The SCHER opinion states:
3.2. General conclusions based on the reviewed study report
In general, the study design and the report contain several weaknesses, which hamper its evaluation and the ability to come to conclusions based on the results. The report is confusing as not all details required for an evaluation are included; some information is given in the section on exposure, some in the section on risk assessment. Furthermore, only limited and sometimes diverging information on quality assurance of the analyses is provided.
However, SCHER agrees that the presence of phthalates in school supplies other than erasers is of low concern since dermal contact may be the only reasonable exposure pathways for children. Exposure from this pathway is expected to be very limited due to limited skin contact and inefficient dermal uptake.
Erasers may be of concern when they contain phthalates. However, based on the report, a science-based risk assessment of this potential exposure cannot be performed due to the following deficiencies in the report:
- The migration of DEHP into artificial saliva (pH 5.0) was only studied from one eraser (DEHP content 44%, w/w) in a 1 g sample cut into small pieces (cubes) with a width of 2-3 mm at 37°C for one hour. This procedure gives a much larger area for migration, and thus results in excessive leaching of the plasticizer. The study authors have calculated a six fold overestimation. The analysis of chemicals migrated into artificial sweat was performed correctly using an extraction technique that only measures dissolved substances.

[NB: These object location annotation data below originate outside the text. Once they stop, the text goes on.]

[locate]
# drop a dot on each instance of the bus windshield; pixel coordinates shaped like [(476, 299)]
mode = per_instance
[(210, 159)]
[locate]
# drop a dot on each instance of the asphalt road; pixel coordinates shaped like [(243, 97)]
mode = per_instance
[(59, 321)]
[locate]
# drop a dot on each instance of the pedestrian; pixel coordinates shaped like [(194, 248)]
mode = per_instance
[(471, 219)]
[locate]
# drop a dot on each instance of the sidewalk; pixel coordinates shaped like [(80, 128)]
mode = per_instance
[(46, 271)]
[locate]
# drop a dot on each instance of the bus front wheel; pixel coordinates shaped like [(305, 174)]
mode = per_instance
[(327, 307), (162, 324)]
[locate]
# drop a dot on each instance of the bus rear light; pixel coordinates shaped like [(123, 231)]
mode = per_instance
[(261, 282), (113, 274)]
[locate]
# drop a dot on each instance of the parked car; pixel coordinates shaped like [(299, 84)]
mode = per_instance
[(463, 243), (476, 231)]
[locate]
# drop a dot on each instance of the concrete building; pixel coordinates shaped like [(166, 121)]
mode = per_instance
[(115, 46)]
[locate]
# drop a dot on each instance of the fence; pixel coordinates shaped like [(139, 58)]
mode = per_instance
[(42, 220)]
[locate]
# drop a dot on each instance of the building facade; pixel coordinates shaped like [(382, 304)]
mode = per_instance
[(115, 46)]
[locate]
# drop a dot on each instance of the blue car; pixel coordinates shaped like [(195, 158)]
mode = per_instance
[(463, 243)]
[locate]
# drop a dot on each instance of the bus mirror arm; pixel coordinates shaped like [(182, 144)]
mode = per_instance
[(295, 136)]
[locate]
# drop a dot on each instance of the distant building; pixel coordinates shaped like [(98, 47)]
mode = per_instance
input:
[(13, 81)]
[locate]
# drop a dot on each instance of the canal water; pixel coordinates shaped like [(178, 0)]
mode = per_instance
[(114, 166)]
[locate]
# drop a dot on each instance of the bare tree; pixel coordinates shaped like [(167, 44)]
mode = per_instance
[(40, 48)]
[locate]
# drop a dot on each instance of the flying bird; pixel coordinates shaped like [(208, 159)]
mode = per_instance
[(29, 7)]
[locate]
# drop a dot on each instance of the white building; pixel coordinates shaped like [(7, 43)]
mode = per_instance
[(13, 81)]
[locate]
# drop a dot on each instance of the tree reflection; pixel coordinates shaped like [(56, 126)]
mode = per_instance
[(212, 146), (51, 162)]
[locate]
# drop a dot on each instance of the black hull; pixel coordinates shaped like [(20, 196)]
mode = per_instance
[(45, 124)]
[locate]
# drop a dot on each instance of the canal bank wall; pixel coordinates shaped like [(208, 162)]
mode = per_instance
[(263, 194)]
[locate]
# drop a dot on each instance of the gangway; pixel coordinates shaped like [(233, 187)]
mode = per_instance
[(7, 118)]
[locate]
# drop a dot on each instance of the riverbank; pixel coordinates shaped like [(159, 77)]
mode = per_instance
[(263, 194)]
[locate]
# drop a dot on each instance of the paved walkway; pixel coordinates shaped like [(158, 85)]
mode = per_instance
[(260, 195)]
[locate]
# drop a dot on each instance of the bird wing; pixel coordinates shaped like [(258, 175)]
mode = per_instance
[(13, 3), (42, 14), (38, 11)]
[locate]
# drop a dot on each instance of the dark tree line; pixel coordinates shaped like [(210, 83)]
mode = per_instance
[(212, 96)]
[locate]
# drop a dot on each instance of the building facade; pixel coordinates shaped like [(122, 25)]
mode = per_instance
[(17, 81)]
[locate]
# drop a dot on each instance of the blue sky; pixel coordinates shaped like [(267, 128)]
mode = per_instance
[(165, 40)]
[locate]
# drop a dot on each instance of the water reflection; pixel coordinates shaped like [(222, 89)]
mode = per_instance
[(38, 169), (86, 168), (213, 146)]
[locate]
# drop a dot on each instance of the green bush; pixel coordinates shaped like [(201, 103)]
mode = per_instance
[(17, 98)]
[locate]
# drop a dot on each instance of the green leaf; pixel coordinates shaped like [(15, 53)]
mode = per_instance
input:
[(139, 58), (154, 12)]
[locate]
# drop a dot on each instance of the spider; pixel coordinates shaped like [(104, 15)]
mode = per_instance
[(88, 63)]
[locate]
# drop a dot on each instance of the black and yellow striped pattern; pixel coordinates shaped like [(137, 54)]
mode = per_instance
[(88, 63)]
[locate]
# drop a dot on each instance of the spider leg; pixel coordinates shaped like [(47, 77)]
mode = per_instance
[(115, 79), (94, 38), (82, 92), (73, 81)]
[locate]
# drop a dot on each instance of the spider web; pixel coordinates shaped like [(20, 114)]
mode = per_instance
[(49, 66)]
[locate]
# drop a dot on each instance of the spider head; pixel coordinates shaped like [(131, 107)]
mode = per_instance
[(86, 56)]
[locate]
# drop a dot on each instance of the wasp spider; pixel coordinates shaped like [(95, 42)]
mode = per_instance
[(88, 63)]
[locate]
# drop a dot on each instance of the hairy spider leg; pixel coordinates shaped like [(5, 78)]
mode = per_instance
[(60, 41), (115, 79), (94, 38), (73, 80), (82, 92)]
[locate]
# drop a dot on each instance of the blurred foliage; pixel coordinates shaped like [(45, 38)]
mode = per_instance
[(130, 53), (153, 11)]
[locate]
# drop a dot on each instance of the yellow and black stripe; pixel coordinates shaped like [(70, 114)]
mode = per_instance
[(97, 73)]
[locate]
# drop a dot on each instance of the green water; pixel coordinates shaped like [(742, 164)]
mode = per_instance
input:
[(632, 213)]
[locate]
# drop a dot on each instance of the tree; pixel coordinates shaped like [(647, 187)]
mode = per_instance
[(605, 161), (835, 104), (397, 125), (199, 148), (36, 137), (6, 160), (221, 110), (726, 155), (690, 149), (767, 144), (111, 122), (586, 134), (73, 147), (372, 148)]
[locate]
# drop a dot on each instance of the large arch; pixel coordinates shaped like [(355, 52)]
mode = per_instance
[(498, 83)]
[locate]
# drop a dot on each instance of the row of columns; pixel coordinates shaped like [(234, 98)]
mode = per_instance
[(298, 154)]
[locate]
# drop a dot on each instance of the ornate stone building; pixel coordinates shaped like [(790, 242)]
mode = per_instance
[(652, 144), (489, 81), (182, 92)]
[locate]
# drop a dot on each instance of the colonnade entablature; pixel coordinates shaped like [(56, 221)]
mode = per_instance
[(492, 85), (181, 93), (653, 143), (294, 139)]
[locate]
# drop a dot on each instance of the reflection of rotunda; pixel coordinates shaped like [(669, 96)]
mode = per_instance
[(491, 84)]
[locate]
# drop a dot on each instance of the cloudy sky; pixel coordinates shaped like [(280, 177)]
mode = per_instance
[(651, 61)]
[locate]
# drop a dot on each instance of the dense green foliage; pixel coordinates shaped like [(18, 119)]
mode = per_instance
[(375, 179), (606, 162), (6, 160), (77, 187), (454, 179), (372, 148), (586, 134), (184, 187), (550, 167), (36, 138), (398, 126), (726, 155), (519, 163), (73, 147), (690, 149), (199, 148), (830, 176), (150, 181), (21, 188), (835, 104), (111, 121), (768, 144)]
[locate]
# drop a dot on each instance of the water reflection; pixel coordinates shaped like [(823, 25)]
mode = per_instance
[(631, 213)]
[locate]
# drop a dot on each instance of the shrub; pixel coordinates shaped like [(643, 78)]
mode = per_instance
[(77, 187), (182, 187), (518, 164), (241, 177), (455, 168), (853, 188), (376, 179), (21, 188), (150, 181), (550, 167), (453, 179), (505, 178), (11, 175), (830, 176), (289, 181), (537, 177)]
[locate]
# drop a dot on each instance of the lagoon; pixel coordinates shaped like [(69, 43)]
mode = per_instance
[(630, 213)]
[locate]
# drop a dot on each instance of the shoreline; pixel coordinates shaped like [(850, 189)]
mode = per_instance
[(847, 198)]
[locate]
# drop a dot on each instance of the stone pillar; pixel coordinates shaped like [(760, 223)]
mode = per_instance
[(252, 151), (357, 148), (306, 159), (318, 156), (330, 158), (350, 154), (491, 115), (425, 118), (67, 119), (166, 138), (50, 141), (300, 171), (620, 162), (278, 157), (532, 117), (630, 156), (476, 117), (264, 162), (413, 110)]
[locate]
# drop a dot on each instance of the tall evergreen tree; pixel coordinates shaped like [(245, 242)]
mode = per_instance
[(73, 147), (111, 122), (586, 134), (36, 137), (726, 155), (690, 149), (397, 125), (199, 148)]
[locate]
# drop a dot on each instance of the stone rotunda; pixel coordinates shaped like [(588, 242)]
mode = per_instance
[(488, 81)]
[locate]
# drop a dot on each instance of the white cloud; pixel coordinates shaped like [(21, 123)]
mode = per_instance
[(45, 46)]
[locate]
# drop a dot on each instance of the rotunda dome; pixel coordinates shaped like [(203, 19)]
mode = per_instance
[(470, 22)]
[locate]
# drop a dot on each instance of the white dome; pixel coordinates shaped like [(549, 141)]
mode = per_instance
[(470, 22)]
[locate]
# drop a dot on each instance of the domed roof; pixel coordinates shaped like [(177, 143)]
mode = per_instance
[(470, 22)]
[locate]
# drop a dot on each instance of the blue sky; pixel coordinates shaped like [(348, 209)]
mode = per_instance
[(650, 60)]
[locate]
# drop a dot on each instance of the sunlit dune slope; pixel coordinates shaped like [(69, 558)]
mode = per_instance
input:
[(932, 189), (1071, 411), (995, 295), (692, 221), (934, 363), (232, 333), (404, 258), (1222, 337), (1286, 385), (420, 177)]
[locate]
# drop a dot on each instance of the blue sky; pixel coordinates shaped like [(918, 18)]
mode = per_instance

The phthalate data from this investigation are much lower than the DEHP migration from the eraser into artificial saliva.
- Small pieces of the eraser material suspended in the artificial saliva at the end of the migration experiment were not removed before extraction, which may further overestimate DEHP migration.
- It is not clear whether the extraction was performed under static or under dynamic (= shaking) conditions since, in a memorandum called “Erasers containing DINP” (Danish EPA, 22 June 2007), the same experiment is described as “the sample was shaken with the artificial saliva”.
- The uncertainty of the determinations has been reported to be 50% - which is considered to be indicative of a low quality of the chemical analyses, especially as stable isotope-labelled DEHP was used as an internal standard.
- To obtain information on a potential phthalate release from swallowed eraser particles, the migration of phthalates should be analysed using artificial gastric juice, normally 0.05% HCl.
In summary, SCHER considers that, due to the many weaknesses in this study and its reporting, firm conclusions on release of DEHP and DINP from the erasers as a basis for an assessment of potential health risk cannot be made.
However, SCHER will use some of the data presented in the Danish EPA report for a screening risk assessment of the exposures to phthalates from erasers to indicate the magnitude of a possible problem and information needs.